Potassium calcium-dependant BK channel: a potential membrane target of estrogens in human osteoblasts

Estrogens have been recognized for many years for their positive effects on bone. However, their mechanisms of action are still only partially resolved. Although it is generally accepted that estrogens act at genomic level by binding to intracellular estrogen receptor, they trigger nongenomic effects mediated by plasma membrane receptor. One of these is to increase activity of the BK channel in many cells types (smooth muscle and vascular endothelium), but this has never been reported in bone.

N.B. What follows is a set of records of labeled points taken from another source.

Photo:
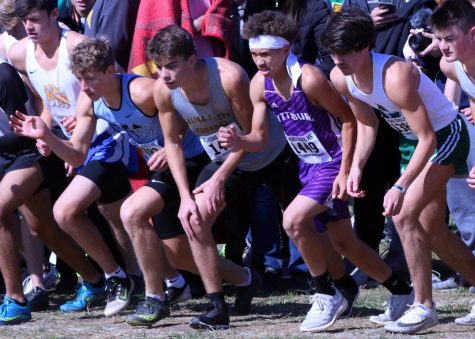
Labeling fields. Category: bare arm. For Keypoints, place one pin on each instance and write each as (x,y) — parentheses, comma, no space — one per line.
(256,139)
(367,129)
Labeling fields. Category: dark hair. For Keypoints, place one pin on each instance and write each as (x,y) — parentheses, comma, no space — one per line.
(270,23)
(171,41)
(23,7)
(91,55)
(458,13)
(348,31)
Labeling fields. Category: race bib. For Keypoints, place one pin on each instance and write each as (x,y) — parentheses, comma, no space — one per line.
(211,145)
(308,148)
(147,148)
(399,123)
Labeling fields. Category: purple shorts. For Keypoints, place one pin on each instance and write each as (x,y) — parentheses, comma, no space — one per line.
(317,182)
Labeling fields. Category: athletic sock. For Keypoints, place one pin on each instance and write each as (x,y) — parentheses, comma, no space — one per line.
(177,282)
(346,284)
(99,284)
(217,298)
(119,273)
(396,285)
(323,284)
(248,280)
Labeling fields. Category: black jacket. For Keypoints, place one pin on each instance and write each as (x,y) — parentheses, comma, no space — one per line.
(391,39)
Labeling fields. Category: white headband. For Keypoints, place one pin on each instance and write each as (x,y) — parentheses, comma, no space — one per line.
(268,41)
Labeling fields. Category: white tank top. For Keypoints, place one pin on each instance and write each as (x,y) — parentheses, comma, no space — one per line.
(467,85)
(440,110)
(58,88)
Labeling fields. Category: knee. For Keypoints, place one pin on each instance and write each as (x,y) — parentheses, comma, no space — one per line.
(294,225)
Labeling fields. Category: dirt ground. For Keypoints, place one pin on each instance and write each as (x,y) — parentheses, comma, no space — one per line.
(275,316)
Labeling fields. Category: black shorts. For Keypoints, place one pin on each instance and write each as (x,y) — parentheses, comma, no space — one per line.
(111,178)
(19,160)
(167,223)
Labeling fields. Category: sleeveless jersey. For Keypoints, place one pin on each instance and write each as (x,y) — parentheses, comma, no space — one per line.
(467,85)
(313,133)
(144,131)
(440,110)
(205,121)
(59,90)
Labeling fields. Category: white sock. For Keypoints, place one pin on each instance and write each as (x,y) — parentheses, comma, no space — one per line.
(119,273)
(249,278)
(177,282)
(159,297)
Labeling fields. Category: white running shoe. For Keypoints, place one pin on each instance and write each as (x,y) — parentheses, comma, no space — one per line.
(469,319)
(324,311)
(417,318)
(397,305)
(50,279)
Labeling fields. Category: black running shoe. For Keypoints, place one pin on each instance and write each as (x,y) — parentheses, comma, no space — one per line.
(244,295)
(176,295)
(38,299)
(119,294)
(215,319)
(148,312)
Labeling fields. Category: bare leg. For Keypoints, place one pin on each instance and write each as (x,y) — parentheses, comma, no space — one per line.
(111,213)
(69,212)
(360,254)
(33,251)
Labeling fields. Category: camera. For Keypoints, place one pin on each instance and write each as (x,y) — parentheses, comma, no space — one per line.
(418,42)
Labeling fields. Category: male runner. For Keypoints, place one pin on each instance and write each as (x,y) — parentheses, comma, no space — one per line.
(453,23)
(415,107)
(42,58)
(206,94)
(126,101)
(301,98)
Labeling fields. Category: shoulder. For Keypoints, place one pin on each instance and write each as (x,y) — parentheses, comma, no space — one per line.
(17,54)
(141,92)
(448,68)
(338,80)
(399,74)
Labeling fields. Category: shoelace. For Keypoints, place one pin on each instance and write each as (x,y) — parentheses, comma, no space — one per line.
(319,301)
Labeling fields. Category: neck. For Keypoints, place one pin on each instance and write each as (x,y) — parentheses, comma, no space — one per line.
(112,94)
(18,32)
(50,45)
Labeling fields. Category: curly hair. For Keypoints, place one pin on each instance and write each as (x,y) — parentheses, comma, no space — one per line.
(348,31)
(171,41)
(270,23)
(91,55)
(8,18)
(459,13)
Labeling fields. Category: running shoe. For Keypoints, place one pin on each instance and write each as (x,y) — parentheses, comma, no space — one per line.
(148,312)
(324,311)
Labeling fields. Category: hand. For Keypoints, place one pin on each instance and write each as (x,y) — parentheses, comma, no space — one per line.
(28,126)
(43,148)
(213,191)
(189,216)
(471,178)
(392,202)
(468,114)
(158,161)
(228,136)
(353,183)
(339,187)
(382,17)
(69,123)
(433,49)
(70,170)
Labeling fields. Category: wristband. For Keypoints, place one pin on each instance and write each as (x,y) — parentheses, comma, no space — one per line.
(400,189)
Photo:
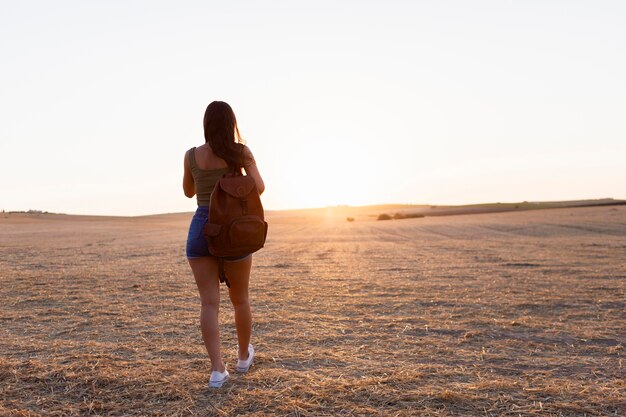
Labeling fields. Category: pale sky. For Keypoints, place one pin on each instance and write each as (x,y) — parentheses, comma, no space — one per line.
(342,102)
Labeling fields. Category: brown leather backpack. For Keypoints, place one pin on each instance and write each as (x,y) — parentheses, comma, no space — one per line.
(236,224)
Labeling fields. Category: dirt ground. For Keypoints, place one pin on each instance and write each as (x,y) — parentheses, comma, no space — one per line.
(478,315)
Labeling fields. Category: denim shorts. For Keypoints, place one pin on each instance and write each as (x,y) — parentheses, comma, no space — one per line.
(197,246)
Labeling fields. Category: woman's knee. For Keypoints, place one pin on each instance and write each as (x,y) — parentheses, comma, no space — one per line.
(210,301)
(239,300)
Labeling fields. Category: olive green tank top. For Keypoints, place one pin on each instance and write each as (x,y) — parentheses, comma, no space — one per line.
(204,179)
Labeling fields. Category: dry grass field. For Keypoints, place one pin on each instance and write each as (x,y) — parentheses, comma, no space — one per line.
(518,313)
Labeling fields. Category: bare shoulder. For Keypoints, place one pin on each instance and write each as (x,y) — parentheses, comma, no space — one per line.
(248,156)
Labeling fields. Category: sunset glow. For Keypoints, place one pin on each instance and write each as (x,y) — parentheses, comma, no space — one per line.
(357,103)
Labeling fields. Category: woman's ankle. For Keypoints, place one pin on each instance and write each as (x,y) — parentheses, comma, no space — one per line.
(219,368)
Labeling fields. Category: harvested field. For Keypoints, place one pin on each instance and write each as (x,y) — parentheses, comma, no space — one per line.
(518,313)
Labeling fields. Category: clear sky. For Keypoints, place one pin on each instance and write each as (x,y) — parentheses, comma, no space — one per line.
(342,102)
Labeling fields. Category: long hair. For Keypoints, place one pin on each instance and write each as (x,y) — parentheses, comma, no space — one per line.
(222,134)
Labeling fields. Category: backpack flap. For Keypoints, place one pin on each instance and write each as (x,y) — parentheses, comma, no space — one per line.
(237,187)
(211,229)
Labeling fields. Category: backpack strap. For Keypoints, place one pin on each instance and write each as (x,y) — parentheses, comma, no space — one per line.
(222,272)
(192,157)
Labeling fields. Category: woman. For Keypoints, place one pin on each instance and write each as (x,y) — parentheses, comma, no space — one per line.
(222,152)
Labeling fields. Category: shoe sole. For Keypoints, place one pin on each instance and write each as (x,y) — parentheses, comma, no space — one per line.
(217,384)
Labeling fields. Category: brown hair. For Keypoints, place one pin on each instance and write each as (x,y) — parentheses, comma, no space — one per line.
(222,134)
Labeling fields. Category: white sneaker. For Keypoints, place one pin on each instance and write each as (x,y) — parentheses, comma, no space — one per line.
(244,365)
(218,378)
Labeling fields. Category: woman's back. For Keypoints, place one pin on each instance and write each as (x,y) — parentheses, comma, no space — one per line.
(206,169)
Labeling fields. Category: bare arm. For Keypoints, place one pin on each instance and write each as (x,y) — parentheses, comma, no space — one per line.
(252,170)
(189,187)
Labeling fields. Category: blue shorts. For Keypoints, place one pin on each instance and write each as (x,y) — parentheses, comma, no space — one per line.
(197,246)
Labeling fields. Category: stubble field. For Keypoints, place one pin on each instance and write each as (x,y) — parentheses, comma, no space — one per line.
(495,314)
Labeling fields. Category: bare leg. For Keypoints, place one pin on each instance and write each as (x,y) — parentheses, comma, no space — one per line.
(206,275)
(239,278)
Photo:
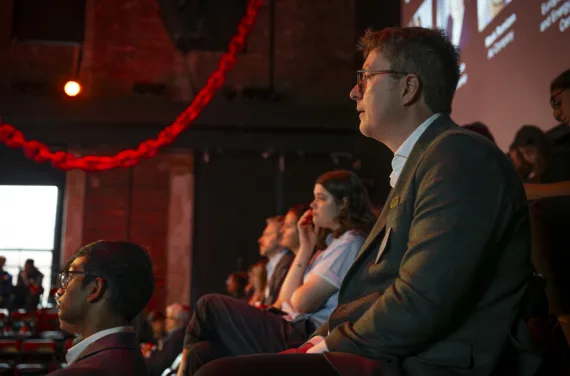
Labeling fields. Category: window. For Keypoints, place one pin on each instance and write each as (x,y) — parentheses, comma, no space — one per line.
(27,228)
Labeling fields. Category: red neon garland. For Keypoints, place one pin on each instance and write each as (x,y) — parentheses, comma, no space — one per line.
(127,158)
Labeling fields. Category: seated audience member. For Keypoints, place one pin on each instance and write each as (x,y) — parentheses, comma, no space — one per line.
(257,281)
(480,128)
(158,325)
(6,286)
(289,243)
(547,190)
(559,136)
(530,153)
(236,284)
(29,287)
(170,346)
(340,215)
(279,258)
(102,290)
(440,285)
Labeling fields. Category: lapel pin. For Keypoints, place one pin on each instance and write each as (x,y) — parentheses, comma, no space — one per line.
(394,202)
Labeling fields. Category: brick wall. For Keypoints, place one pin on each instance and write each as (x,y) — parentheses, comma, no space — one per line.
(126,42)
(136,204)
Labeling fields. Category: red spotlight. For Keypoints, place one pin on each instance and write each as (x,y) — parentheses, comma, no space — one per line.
(72,88)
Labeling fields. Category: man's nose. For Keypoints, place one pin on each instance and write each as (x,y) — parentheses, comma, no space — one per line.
(355,93)
(557,114)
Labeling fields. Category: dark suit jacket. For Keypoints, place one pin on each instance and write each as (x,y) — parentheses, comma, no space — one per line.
(445,294)
(117,354)
(278,276)
(162,359)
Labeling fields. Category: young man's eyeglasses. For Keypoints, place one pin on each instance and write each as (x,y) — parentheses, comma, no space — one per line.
(65,277)
(365,74)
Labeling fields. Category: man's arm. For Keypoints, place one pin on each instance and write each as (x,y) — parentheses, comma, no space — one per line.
(460,199)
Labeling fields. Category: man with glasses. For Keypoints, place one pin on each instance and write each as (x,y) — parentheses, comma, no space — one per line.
(438,287)
(552,212)
(103,288)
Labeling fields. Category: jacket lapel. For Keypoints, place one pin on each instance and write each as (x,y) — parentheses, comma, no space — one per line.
(122,340)
(442,123)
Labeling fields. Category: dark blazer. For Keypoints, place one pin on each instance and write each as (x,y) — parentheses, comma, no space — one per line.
(117,354)
(162,359)
(439,284)
(278,276)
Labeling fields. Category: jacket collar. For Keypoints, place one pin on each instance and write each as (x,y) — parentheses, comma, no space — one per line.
(440,125)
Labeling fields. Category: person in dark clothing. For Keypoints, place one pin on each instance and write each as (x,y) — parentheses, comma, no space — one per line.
(169,347)
(6,287)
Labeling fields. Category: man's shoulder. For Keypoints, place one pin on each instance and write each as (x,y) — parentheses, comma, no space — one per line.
(109,362)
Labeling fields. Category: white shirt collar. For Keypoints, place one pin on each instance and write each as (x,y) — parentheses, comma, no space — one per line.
(272,263)
(76,350)
(401,155)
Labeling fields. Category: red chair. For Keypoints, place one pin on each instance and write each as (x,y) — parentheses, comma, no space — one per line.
(38,350)
(21,315)
(48,320)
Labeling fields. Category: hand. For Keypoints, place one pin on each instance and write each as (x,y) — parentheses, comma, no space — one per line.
(299,350)
(307,231)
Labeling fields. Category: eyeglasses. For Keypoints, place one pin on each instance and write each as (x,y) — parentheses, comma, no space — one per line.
(65,277)
(366,74)
(556,100)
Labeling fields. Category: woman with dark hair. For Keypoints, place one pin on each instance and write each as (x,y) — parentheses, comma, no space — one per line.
(336,225)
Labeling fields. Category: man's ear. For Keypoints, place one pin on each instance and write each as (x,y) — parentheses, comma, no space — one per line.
(410,89)
(96,290)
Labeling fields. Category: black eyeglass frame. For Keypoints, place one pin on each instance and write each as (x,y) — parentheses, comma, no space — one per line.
(366,73)
(65,277)
(555,100)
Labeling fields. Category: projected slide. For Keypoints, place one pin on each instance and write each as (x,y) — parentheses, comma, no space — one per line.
(450,18)
(510,52)
(423,16)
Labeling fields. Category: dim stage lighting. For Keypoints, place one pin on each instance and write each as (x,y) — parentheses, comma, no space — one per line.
(72,88)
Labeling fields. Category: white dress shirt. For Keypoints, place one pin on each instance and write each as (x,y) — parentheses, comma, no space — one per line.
(401,155)
(76,350)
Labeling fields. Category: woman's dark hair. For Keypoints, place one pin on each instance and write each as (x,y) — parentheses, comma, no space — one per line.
(356,210)
(298,210)
(240,279)
(480,128)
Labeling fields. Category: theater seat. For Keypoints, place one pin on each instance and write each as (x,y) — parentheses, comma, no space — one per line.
(31,369)
(5,369)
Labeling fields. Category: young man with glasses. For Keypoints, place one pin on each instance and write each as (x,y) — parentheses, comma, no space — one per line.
(103,288)
(438,287)
(560,97)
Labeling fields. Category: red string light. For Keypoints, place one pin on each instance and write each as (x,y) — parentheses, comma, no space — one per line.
(39,152)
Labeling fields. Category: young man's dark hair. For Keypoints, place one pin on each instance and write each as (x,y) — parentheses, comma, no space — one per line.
(561,82)
(126,269)
(426,53)
(480,128)
(103,288)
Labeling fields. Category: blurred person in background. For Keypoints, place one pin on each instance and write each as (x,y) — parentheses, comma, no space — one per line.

BK channels are composed of alpha (encoded by Slo gene) and beta subunits. The alpha subunit forms the K+/-selective pore, while beta subunits influence the pharmacology, kinetics, and voltage/calcium sensitivity of the BK channel. β1 and β4 subunits have been reported to mediate estrogen effects on the BK channel. In this study, we have shown that primary human osteoblasts, and 3 cell lines of human osteosarcoma (MG63, SaOs2, CAL72) express the Slo protein (western blot). Using RT-PCR, we observed in all these cells the expression of the 4 beta subunits (β1, β2, β3, β4). In electrophysiology analysis, we observed a calcium-induced potassium current of high conductance. As expected, β1 subunit expression induced Charybdotoxine and Iberiotoxine (classical inhibitors of the BK channel) resistance of the BK channel. We investigated whether 17β estradiol increased the probability of the BK channel opening (NP0). Our data indicate that 17β estradiol (5 nM) increase BK channel activity, shedding a new light on the nongenomic effects of estrogens and opening new ways for therapeutic development.